The exhibition can be viewed at CAC Málaga- La Coracha (Subida Coracha, 25) until 13 September

He speaks calmly about death. "That's how life is. You're born in one place and disappear in another and in-between there's a journey. Everything has a beginning and an end," he says. In fact The Last Journey is the title of one of the sections of this display, with paintings that recall Arnold Böcklin's Island of the Dead and a striking sculpture: a fully wrapped body lies in a coffin surrounded by shoes that marked his steps, postcards to show where he has been and photos of people he admired, like the one of Paul Newman. Ahead, heaven does not await him; space does. "The end is cosmic, a planetary and unknown journey," he says. "I wanted to be an astronaut, but then I became a painter instead," he says, with a huge smile.

But make no mistake, Cristóbal Toral is proud of what he has achieved, of having been able to create works from zero. In the last part of A Creative Adventure, he shows some of the drawings he did as a teenager in the hut where he lived in Antequera. He hadn't the slightest knowledge of art (he didn't even have a chair), his life was all about working in the countryside, until those drawings were seen by some hunters who came to ask for some water. They recommended to his father that he should sign up for the school of arts and handicrafts in Antequera and there, at the age of 19, he began his journey around the world: from Antequera to Seville, Madrid and New York, always with his suitcase on his back. The one which has been in his paintings since the start.

"The painter is witness to his time, and there have never been so many suitcases or luggage as in our time. I myself have been a participant in this world of emigration, moving from one place to another," he says.

Displacement, exodus and waiting are constant in his painting, sometimes disturbing, sometimes painful. Because Cristóbal Toral is hurt by the world and he shows it in works which are tremendously realistic and raw. Like La Gran Avenida, with bodies scattered on the ground, surrounded by luggage. A painting over three metres tall, "inspired by the Balkans War in 94, but it could be a scene on TV news today," he says.

A few metres away, El secuestro del Papa Benedicto XVI introduces visitors to the threat of jihadism with a powerful image of Ratzinger cornered by two assailants with their faces covered. Apart from its message, the technical precision of the work (look at the Pope's hands) is only achievable by a very few.

This figurative artist, anchored in reality but open to the avant-garde, admits that he has always gone his own way, outside movements, generations and groups of influences.

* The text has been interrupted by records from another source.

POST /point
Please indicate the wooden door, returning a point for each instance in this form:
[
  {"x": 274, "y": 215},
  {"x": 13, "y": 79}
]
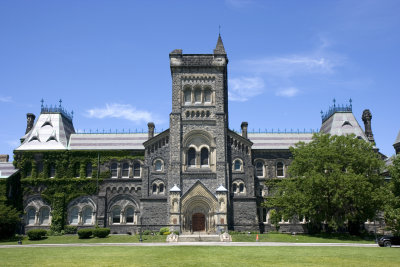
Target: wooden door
[{"x": 198, "y": 222}]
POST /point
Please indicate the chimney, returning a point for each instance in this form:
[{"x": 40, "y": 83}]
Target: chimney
[
  {"x": 4, "y": 158},
  {"x": 151, "y": 129},
  {"x": 30, "y": 119},
  {"x": 244, "y": 129},
  {"x": 366, "y": 117}
]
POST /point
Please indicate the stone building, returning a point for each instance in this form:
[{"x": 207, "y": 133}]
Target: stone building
[{"x": 196, "y": 176}]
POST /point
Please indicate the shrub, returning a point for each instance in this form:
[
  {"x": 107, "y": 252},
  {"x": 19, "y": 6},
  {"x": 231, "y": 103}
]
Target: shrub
[
  {"x": 101, "y": 232},
  {"x": 36, "y": 234},
  {"x": 70, "y": 230},
  {"x": 85, "y": 233},
  {"x": 164, "y": 230}
]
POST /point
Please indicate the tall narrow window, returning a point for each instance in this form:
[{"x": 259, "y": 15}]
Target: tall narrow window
[
  {"x": 279, "y": 169},
  {"x": 73, "y": 215},
  {"x": 31, "y": 216},
  {"x": 154, "y": 188},
  {"x": 207, "y": 96},
  {"x": 87, "y": 215},
  {"x": 129, "y": 215},
  {"x": 44, "y": 216},
  {"x": 116, "y": 215},
  {"x": 77, "y": 170},
  {"x": 197, "y": 96},
  {"x": 52, "y": 171},
  {"x": 259, "y": 169},
  {"x": 89, "y": 170},
  {"x": 114, "y": 170},
  {"x": 136, "y": 169},
  {"x": 125, "y": 170},
  {"x": 187, "y": 96},
  {"x": 238, "y": 165},
  {"x": 158, "y": 165},
  {"x": 39, "y": 167},
  {"x": 204, "y": 156},
  {"x": 241, "y": 188},
  {"x": 192, "y": 157}
]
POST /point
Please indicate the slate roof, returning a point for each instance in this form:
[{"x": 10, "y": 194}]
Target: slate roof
[
  {"x": 7, "y": 169},
  {"x": 107, "y": 141},
  {"x": 343, "y": 123},
  {"x": 277, "y": 140}
]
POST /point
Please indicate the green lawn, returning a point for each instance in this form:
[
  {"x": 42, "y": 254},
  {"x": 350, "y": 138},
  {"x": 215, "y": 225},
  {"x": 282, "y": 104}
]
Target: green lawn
[
  {"x": 270, "y": 237},
  {"x": 200, "y": 256}
]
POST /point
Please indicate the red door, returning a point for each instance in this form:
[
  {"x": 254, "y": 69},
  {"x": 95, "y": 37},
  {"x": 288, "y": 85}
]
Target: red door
[{"x": 198, "y": 222}]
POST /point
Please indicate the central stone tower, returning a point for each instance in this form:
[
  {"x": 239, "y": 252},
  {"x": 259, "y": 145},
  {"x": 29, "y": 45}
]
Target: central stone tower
[{"x": 198, "y": 141}]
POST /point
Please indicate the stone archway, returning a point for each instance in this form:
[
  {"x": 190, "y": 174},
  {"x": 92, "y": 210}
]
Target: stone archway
[{"x": 199, "y": 208}]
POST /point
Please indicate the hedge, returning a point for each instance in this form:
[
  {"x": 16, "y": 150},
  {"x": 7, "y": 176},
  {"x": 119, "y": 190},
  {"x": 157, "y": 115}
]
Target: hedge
[
  {"x": 36, "y": 234},
  {"x": 85, "y": 233},
  {"x": 101, "y": 232}
]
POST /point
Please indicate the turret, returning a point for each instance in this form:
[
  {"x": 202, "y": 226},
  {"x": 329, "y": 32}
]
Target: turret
[{"x": 366, "y": 117}]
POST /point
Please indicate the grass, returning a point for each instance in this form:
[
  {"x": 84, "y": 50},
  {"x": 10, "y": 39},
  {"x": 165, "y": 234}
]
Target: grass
[
  {"x": 302, "y": 238},
  {"x": 270, "y": 237},
  {"x": 199, "y": 256}
]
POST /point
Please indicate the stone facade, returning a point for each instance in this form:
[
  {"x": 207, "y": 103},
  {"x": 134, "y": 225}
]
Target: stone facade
[{"x": 197, "y": 176}]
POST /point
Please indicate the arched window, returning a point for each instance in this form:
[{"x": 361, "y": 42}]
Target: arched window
[
  {"x": 204, "y": 156},
  {"x": 31, "y": 216},
  {"x": 192, "y": 157},
  {"x": 158, "y": 165},
  {"x": 125, "y": 170},
  {"x": 197, "y": 96},
  {"x": 114, "y": 170},
  {"x": 89, "y": 170},
  {"x": 187, "y": 95},
  {"x": 39, "y": 167},
  {"x": 154, "y": 188},
  {"x": 207, "y": 96},
  {"x": 52, "y": 170},
  {"x": 129, "y": 215},
  {"x": 259, "y": 169},
  {"x": 87, "y": 215},
  {"x": 116, "y": 215},
  {"x": 77, "y": 170},
  {"x": 241, "y": 188},
  {"x": 136, "y": 169},
  {"x": 279, "y": 169},
  {"x": 73, "y": 215},
  {"x": 44, "y": 216},
  {"x": 238, "y": 165}
]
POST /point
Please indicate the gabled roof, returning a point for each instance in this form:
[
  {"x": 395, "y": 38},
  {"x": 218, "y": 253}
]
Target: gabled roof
[
  {"x": 343, "y": 123},
  {"x": 7, "y": 169},
  {"x": 51, "y": 131}
]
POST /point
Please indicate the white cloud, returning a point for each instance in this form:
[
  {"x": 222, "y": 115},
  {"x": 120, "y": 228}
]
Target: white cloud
[
  {"x": 287, "y": 92},
  {"x": 121, "y": 111},
  {"x": 243, "y": 88},
  {"x": 6, "y": 99}
]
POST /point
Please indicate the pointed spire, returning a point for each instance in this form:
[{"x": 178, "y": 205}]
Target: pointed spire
[{"x": 219, "y": 49}]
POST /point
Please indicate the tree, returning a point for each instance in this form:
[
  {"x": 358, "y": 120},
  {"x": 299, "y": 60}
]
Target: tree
[
  {"x": 392, "y": 209},
  {"x": 335, "y": 180}
]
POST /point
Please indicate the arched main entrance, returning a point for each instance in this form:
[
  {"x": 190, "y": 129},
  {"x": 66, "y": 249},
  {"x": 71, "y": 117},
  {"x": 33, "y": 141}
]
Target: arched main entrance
[{"x": 198, "y": 222}]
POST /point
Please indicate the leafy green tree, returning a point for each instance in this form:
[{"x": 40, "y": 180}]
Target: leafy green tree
[
  {"x": 335, "y": 180},
  {"x": 8, "y": 221},
  {"x": 392, "y": 210}
]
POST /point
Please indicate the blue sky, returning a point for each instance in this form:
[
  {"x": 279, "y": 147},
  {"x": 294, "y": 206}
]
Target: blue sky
[{"x": 108, "y": 61}]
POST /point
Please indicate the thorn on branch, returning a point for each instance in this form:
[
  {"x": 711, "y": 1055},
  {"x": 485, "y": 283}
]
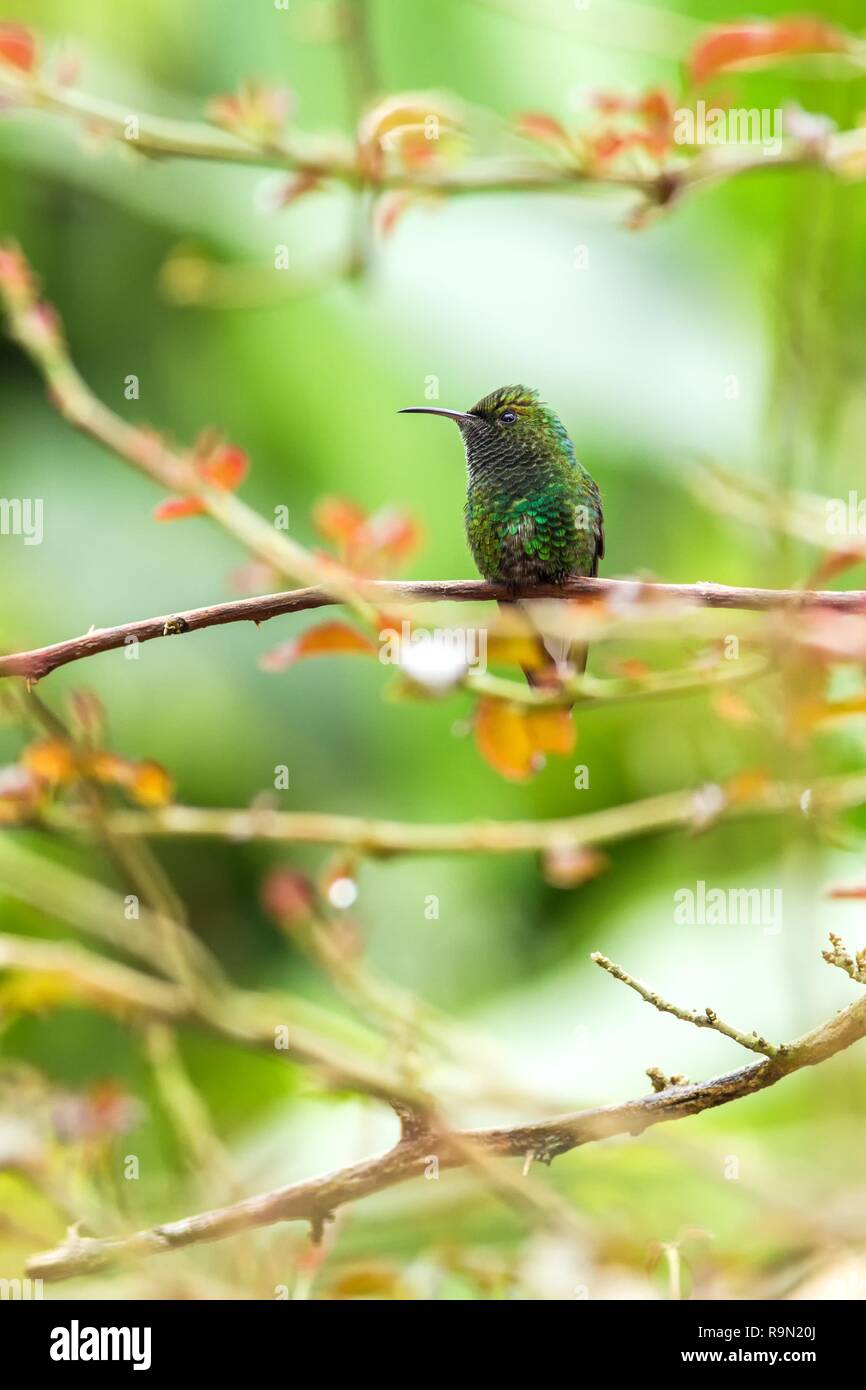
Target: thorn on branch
[
  {"x": 663, "y": 1083},
  {"x": 317, "y": 1225},
  {"x": 414, "y": 1121},
  {"x": 840, "y": 957}
]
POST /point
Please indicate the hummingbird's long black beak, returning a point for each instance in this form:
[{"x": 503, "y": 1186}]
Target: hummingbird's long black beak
[{"x": 435, "y": 410}]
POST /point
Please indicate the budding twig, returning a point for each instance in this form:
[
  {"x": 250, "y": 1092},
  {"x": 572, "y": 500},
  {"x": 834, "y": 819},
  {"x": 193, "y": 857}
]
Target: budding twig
[
  {"x": 705, "y": 1019},
  {"x": 838, "y": 955},
  {"x": 384, "y": 837},
  {"x": 544, "y": 1140}
]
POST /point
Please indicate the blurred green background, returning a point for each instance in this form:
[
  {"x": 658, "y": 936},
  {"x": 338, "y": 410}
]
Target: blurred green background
[{"x": 756, "y": 281}]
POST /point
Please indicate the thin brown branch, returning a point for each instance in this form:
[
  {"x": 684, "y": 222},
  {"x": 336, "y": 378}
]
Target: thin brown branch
[
  {"x": 43, "y": 659},
  {"x": 339, "y": 159},
  {"x": 35, "y": 327},
  {"x": 316, "y": 1198},
  {"x": 694, "y": 809},
  {"x": 702, "y": 1019}
]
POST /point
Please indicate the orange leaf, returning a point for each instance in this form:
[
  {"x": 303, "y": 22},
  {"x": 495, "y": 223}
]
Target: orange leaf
[
  {"x": 17, "y": 46},
  {"x": 513, "y": 649},
  {"x": 104, "y": 767},
  {"x": 733, "y": 45},
  {"x": 552, "y": 730},
  {"x": 502, "y": 738},
  {"x": 337, "y": 519},
  {"x": 731, "y": 706},
  {"x": 747, "y": 787},
  {"x": 50, "y": 759},
  {"x": 567, "y": 866},
  {"x": 149, "y": 784},
  {"x": 325, "y": 640},
  {"x": 175, "y": 508},
  {"x": 512, "y": 738},
  {"x": 225, "y": 469},
  {"x": 389, "y": 209}
]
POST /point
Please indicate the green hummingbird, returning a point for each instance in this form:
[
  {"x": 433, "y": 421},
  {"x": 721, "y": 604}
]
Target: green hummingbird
[{"x": 533, "y": 512}]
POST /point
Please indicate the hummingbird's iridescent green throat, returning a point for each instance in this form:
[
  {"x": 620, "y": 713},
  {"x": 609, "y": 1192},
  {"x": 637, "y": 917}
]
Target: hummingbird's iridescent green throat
[{"x": 533, "y": 512}]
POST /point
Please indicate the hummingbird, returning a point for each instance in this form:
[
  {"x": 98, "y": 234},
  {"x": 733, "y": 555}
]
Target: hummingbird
[{"x": 533, "y": 512}]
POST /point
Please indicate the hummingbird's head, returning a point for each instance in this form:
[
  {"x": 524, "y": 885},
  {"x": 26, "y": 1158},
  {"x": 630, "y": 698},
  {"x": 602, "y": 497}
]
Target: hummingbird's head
[{"x": 512, "y": 420}]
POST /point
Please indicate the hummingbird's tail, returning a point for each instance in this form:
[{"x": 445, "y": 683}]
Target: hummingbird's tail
[{"x": 558, "y": 653}]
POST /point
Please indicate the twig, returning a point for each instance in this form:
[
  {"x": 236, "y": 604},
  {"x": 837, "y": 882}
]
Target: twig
[
  {"x": 838, "y": 955},
  {"x": 691, "y": 808},
  {"x": 316, "y": 1198},
  {"x": 339, "y": 160},
  {"x": 706, "y": 1019},
  {"x": 42, "y": 660},
  {"x": 34, "y": 325}
]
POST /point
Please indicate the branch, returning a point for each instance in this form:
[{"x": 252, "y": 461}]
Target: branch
[
  {"x": 692, "y": 809},
  {"x": 317, "y": 1198},
  {"x": 709, "y": 1019},
  {"x": 45, "y": 659},
  {"x": 344, "y": 161}
]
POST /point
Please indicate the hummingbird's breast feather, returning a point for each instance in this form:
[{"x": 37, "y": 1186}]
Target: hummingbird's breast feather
[{"x": 540, "y": 535}]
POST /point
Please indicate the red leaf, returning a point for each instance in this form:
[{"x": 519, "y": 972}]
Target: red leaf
[
  {"x": 513, "y": 738},
  {"x": 325, "y": 640},
  {"x": 733, "y": 45},
  {"x": 175, "y": 508},
  {"x": 538, "y": 125},
  {"x": 338, "y": 519},
  {"x": 225, "y": 469},
  {"x": 17, "y": 46}
]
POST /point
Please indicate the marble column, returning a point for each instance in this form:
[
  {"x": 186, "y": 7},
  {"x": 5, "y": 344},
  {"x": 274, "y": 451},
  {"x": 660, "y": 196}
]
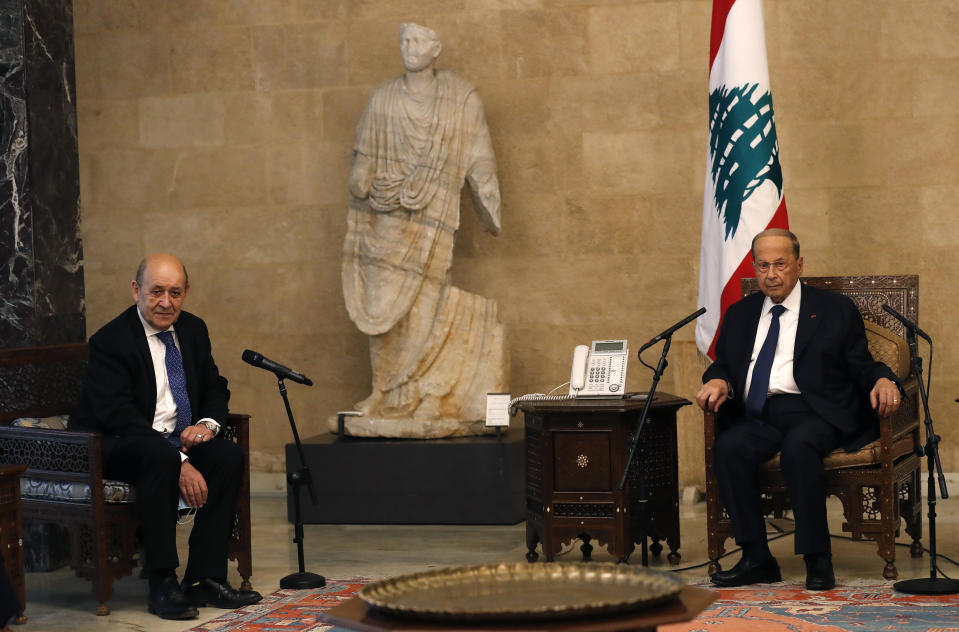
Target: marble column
[{"x": 41, "y": 259}]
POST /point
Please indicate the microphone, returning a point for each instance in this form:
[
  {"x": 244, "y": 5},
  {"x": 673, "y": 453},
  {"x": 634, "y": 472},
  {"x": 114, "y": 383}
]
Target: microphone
[
  {"x": 669, "y": 332},
  {"x": 908, "y": 324},
  {"x": 257, "y": 360}
]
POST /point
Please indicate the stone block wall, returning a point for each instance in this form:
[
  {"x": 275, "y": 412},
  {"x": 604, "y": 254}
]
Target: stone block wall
[{"x": 221, "y": 130}]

"I have always felt very alone, like a sniper. And I'm proud of it," he says. He has never kept quiet. "I have even openly criticised certain situations in the world of art, and paid the price for that," he remarks. But he insists that artists have to exercise their freedom and says that is what he has tried to do. And that is something that can be seen in this exhibition of 70 works, most from his own collection, which runs until 13 September.

Has he ever dreamed of there being a Cristóbal Toral museum? "That is the nicest thing that can happen to a painter, because when they disappear, unless their heirs control the situation, there is a danger that their works end up all over the place. To have a museum in Malaga or Antequera, my places, would be a huge reward," he says.